In order to understand the broader ecological impact of PFAS in the fishery, our study analyzed whole fish for 40 different PFAS chemicals. Based on other studies, we know that the total PFAS concentrations are typically 2-3 times higher in whole fish than filets. Using these ratios we were able to approximate the likely PFAS level in just the filets of our fish.
Our results showed:
- PFAS are still in every fish we tested in both rivers
- 14 different PFAS chemicals were detected in the study. Each fish tested had at least one of the 14 chemicals in its body. Only two of the 14 PFAS are regulated in MI.

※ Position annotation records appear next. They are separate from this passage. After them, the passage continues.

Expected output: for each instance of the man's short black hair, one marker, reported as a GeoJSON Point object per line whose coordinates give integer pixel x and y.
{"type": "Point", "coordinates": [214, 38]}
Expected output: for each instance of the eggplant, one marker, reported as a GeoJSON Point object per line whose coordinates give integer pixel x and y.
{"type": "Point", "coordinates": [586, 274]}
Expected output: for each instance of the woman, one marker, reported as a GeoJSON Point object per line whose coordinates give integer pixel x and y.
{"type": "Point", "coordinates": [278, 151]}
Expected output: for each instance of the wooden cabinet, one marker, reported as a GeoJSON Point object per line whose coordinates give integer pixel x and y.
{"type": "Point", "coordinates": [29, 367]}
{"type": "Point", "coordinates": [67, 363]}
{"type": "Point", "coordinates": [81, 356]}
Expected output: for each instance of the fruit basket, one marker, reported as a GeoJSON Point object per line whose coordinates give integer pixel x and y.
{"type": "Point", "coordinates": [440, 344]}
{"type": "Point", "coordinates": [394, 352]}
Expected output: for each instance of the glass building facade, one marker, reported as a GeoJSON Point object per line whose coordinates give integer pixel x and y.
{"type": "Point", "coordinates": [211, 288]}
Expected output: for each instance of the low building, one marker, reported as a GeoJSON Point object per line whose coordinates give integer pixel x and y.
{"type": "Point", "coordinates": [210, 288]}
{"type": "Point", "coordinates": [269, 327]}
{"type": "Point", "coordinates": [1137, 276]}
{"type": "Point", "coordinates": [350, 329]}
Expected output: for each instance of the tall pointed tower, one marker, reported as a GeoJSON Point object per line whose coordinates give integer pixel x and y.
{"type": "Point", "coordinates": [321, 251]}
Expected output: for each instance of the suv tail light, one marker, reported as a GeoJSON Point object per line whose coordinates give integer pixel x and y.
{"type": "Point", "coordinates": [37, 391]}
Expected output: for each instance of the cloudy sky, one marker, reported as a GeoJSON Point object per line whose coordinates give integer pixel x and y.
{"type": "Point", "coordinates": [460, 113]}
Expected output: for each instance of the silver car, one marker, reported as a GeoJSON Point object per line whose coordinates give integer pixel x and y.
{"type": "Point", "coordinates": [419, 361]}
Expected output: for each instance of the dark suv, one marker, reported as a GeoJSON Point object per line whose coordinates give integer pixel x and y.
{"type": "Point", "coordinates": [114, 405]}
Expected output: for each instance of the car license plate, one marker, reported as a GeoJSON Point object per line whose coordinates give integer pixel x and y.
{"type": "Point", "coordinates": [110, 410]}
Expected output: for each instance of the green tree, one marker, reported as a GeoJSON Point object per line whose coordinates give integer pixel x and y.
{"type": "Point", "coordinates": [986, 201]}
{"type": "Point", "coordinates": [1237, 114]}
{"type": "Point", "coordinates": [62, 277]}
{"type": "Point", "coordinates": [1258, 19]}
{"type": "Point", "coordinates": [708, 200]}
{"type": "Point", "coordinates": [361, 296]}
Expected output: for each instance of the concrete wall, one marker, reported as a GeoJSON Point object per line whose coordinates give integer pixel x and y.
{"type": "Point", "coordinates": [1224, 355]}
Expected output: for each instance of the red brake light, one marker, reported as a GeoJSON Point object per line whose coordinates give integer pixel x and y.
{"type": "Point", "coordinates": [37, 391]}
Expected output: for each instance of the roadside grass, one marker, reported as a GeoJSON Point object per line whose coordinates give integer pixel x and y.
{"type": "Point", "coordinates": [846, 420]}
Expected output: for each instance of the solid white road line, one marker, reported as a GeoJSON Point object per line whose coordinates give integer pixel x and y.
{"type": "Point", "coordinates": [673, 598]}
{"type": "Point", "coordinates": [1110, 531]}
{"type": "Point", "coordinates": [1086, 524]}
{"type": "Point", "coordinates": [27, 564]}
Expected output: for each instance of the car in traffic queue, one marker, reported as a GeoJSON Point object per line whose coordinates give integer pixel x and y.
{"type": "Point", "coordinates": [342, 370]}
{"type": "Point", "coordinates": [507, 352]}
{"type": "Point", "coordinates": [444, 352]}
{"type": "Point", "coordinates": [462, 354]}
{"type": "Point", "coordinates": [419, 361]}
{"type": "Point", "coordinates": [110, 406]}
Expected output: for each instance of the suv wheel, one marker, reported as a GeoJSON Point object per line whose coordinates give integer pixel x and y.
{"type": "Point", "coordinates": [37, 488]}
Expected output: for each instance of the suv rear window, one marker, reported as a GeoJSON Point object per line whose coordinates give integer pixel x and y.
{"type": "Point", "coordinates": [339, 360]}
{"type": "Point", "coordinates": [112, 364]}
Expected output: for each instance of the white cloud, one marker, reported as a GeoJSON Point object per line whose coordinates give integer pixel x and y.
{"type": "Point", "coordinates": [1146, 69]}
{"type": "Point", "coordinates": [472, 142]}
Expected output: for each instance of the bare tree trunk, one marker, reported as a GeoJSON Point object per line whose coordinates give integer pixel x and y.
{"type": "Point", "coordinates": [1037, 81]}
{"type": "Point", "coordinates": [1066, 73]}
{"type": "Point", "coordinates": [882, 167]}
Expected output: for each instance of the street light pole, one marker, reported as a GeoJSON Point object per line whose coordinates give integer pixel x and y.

- PFOS was found in every fish tested. PFOS accounted for 58% (Huron) and 46% (Rouge) of the PFAS content of the fish. PFOS is one of the few regulated PFAS chemicals but is still widely found because it doesn’t break down.
Range of PFAS found in whole fish:
- Rouge River: 11 to 59 parts per billion (9 fish)
- Huron River: 12 to 133 parts per billion (11 fish)
PFAS in fish filets:
- Estimated highest filet concentrations were 47 ppb for Huron, and 12 ppb for the Rouge
- These levels are above the levels at which the State of Michigan advises limiting consumption to two (Huron) and 12 (Rouge) meals per month.
- The state currently issues DO NOT EAT fish consumption
The results from our research show overall lower levels of PFAS in Huron River fish than in 2018. Unfortunately, PFAS are still found in every fish we tested in the Huron River.
There is growing concern about high levels of PFAS in fish in the Rouge watershed. Though, Rouge water and fish testing has been more limited than the Huron River. Unlike the Huron River, a major point source of PFAS being released in the Rouge River has yet to be identified.
On the Rouge River, PFAS levels in fish had not previously been high enough to trigger fish consumption advisories. However, in 2022 the Michigan Department of Health and Human Services (MDHHS) issued a DO NOT EAT advisory for certain fish due to high levels of PFOS. The advisory includes bluegill and sunfish from the Rouge River’s Lower Branch and the Main Branch from the Ford Estate Dam to the Detroit River.